Wednesday, June 19, 2013

Reflections on Father’s Day



When the young man came home, humbled and beaten down, he hoped to find a father who would just allow him to work as a servant and be given nothing more than a place to rest his head and enough food to stop the hunger pains. He sought a father who would see past his failures and accept him once more if only as a servant. He discovered more than he could have ever dreamed. (Luke 15)

The other side of the coin is found in a divine voice coming from the heavens that said, “This is my beloved Son, with whom I am well pleased.” (Matthew 3:17, RSV) A Father was made proud by his Son. It was a pride that found its fullest expression on a Sunday morning when divine power intervened and conquered death to bring that Son back to life in a resurrected body. (Luke 24)

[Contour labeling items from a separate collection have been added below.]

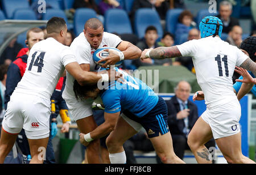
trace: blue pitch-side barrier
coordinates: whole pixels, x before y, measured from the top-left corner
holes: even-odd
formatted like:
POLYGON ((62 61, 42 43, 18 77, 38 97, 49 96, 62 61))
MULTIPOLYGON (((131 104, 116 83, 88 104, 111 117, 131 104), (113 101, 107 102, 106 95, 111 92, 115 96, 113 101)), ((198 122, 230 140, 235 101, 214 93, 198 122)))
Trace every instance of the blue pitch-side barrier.
MULTIPOLYGON (((170 99, 173 96, 173 93, 159 93, 159 95, 165 100, 170 99)), ((199 117, 201 116, 203 113, 206 110, 206 105, 204 100, 193 101, 193 96, 191 95, 188 99, 189 100, 194 103, 198 108, 199 117)), ((241 106, 241 116, 240 118, 240 127, 241 131, 241 146, 242 152, 243 155, 246 157, 249 157, 249 140, 248 140, 248 103, 249 98, 247 96, 244 96, 240 100, 241 106)))

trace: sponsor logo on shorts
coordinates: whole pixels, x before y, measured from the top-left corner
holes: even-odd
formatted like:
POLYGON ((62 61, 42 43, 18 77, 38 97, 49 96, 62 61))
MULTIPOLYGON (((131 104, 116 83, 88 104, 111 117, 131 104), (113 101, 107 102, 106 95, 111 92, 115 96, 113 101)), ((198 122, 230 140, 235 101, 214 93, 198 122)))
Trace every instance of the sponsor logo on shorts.
POLYGON ((232 129, 233 131, 237 131, 238 130, 238 127, 237 127, 237 125, 233 125, 232 126, 231 126, 231 129, 232 129))
POLYGON ((151 129, 150 129, 147 132, 147 134, 150 135, 150 134, 155 134, 155 132, 153 131, 151 129))
POLYGON ((39 128, 39 122, 33 122, 31 123, 31 127, 39 128))

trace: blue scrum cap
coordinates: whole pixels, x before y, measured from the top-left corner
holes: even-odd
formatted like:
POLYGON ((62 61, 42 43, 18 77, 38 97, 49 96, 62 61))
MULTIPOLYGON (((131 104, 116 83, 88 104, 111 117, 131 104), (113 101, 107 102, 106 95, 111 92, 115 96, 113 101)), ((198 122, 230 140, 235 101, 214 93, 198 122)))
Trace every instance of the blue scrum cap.
POLYGON ((199 29, 201 38, 211 35, 215 37, 216 35, 221 37, 222 31, 222 22, 217 17, 208 16, 201 21, 199 29))

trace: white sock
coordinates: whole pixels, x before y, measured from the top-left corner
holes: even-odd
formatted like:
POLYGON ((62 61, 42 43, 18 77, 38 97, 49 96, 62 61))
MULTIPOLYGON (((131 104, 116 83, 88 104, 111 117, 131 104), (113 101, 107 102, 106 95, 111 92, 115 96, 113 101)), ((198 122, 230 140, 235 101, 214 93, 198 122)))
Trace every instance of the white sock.
POLYGON ((112 164, 126 164, 126 156, 125 151, 118 153, 109 153, 109 160, 112 164))

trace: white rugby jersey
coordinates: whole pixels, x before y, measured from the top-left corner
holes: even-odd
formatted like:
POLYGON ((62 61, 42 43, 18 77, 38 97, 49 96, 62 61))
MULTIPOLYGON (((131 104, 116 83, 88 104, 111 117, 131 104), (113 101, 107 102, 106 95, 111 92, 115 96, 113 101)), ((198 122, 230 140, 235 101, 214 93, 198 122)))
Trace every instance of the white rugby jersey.
POLYGON ((193 40, 177 47, 182 56, 192 57, 207 108, 237 98, 233 89, 232 76, 235 66, 240 66, 248 58, 245 54, 218 37, 193 40))
POLYGON ((49 100, 65 66, 73 62, 76 61, 70 48, 52 37, 35 44, 30 50, 25 73, 14 92, 49 100))
MULTIPOLYGON (((104 46, 115 48, 122 41, 119 36, 104 32, 102 41, 98 48, 104 46)), ((70 48, 75 53, 76 59, 79 64, 90 64, 90 71, 97 71, 100 70, 100 66, 97 65, 93 59, 93 53, 96 50, 91 48, 84 32, 81 32, 79 36, 75 39, 70 48)), ((73 91, 74 80, 74 78, 67 72, 66 85, 62 95, 64 99, 73 99, 75 98, 73 91)))

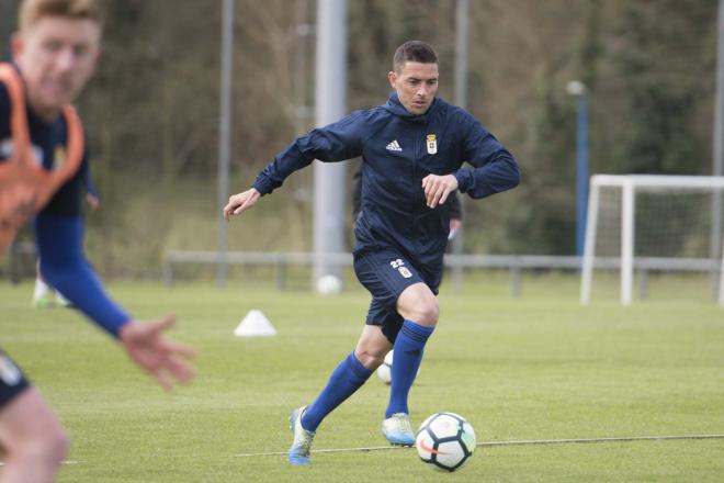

Pride in a father goes two ways. You can be proud of your father and how he responds to your needs. You can also be proud to be a father because of the choices you see your children make. One looks to the generation that has gone before. The other perspective is a reflection on the generation to come. Blessed indeed is the family in which fatherhood is admired and draws forth pride across multiple generations.

Fatherhood that draws forth pride is marked both by vision and by example. To read the eleventh chapter of Hosea is to hear the heart of a Father grieving over his children. On one side his holy righteousness demands an accounting for rebellion and idolatry. On the other his holy love cannot allow his children to suffer any further regardless of what they may deserve.

A father sets the example for his children to follow by being the kind of son of which his own father would be proud. Some sons have never known their father. Some sons could never be honest and say they were ever proud of their fathers. That, however, does not keep them from living lives that exemplify the life of a son for whom a father could be proud.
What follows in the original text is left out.